Another completely unrelated factor is climate change. It is clear that climate has changed the frequency and intensity of ice formation on the Missouri River. Even after the last dam was built, the river would occasionally freeze over. It has become increasingly rare.

So what happens next? As mentioned before, the act of breakup from a massive ice jam can be chaotic and cause ice dams and localized flooding. Because the river is so extremely low this year, the likelihood of actually flooding is pretty low and the National Weather Service is not too worried about it.

If the ice melts in the river channel without a big river rise, it will be a pretty calm affair. If the river rises due to snow and ice melt upstream and rain (predicted for Sunday, Feb. 21) it could be pretty amazing to watch. Because the river is so low to begin with, the main predicted damage will be to docks, barges or boats moored in the river itself.

At Cooper’s Landing, several folks took the time to chainsaw a break in the ice around their docks in hopes that could help save their docks and floats from being torn away from shore by the retreating ice.

A group of folks use a chainsaw to cut a break in the ice around their docks preparing for the ice jam to break up. Photo by Barbara Giles.

Missouri River Relief Fleet Manager John Brady had this to say about an ice jam breakup he witnessed in the mid- 1980’s near Easley, MO. : “I watched an ice gorge that stretched way above Cooper's Landing (as far as I could see), come apart and blow away downstream one winter. After a few hours of cracks that sounded like cannons, the lower end started caving and the whole mass started downstream. I ran alongside it in my truck until almost Easley. The mass started pushing ice cakes up onto the river road so I floored the truck down and got on the blacktop hill at the Easley store. There were a bunch of people there watching the river. There was a steel-hulled houseboat pulled up into a recently made cut in the bank behind the store. The rolling ice eventually pushed the boat into some trees and bent it in half. I heard that the guy that built it upriver was heartbroken and abandoned it there. The chunks of concreted ice pushed up on shore stayed around until at least late spring.”

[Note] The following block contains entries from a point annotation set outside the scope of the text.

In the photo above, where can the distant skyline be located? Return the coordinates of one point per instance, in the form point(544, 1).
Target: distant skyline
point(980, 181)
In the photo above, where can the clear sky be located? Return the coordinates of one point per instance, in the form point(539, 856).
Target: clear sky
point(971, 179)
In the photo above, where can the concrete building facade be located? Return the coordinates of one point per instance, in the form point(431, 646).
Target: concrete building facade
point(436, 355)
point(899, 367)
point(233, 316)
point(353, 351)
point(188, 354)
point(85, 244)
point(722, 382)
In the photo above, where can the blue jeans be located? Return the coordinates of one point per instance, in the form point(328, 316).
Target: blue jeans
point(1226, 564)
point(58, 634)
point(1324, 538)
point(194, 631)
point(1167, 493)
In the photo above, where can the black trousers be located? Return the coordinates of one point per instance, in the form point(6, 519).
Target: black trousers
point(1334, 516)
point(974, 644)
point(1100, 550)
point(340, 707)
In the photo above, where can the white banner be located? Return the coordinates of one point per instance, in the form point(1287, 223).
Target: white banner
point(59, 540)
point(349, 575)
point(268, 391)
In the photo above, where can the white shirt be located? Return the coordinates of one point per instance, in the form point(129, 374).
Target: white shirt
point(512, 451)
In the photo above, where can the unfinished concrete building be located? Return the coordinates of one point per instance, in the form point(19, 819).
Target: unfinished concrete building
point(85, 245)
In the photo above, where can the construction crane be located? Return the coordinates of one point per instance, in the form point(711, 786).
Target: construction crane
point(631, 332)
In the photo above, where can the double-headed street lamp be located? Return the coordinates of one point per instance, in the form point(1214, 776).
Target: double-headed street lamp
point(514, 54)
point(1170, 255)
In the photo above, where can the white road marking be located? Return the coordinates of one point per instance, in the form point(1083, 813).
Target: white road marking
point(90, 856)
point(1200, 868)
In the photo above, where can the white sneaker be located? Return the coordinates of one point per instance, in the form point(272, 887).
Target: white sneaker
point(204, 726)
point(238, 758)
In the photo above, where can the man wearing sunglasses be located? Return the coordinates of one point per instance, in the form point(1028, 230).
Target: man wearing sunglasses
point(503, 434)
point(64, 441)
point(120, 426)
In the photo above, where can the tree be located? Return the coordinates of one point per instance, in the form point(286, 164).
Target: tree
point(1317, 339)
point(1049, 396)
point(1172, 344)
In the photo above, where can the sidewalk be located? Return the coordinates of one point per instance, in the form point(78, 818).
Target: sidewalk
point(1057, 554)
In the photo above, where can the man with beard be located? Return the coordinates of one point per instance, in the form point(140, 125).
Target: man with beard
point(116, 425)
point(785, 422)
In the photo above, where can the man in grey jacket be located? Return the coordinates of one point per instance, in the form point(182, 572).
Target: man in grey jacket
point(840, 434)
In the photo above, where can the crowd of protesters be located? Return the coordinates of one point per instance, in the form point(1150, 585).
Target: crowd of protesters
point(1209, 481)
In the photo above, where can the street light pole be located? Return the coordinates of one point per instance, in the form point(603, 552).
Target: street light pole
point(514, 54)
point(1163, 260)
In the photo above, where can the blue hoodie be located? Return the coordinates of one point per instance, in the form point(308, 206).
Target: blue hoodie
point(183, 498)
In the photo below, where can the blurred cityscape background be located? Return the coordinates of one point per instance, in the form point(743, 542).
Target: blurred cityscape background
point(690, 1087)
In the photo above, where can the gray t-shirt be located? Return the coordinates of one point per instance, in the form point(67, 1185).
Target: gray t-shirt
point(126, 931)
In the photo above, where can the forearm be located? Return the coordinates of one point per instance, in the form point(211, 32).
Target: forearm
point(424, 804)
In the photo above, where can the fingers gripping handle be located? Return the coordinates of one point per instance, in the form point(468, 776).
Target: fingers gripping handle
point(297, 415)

Here's a blog Steve wrote a long time ago that covers some of these things.

A few definitions -

Frazil - this is a type of ice formed within the water column. In the case of the Missouri river it forms when the air is very cold, like low teens/single digits for a couple days. Super cooled air mixes with turbulent water to create needles of ice (that's the frazil) that then floats to the top and collects into larger slush patties.

Pancake Ice - When ice floating on a river gets spun by the current and bounces off the banks or other ice floes to round off the edges, creating donut piles of frazil slush around the pancake.

Flow vs. Floe - Very generally, flow is a verb. Ice flows downstream. Floe is a noun meaning a floating chunk of ice. Ice floes flow downstream. Flow is also a measurement of how much volume of water moves past a point in a given measurement of time.

Ice Dam vs. Ice Jam - An ice dam would actually keep water from moving past that point and force it to go somewhere else. An ice jam in this case is formed by so much floating ice flowing down the river at once that it gets stuck in a tight bend, then begins piling up behind that spot. It doesn't completely stop the flow of water though. Water continues flowing downstream underneath the ice. In the case of the Jefferson City ice jam, the estimated flow (the measurement of flow) went from 37,000 cubic feet per second to about 17,000 cfs (a 4 foot drop) once the ice jam 1.5 miles upstream set up. That drop happened within just a few hours.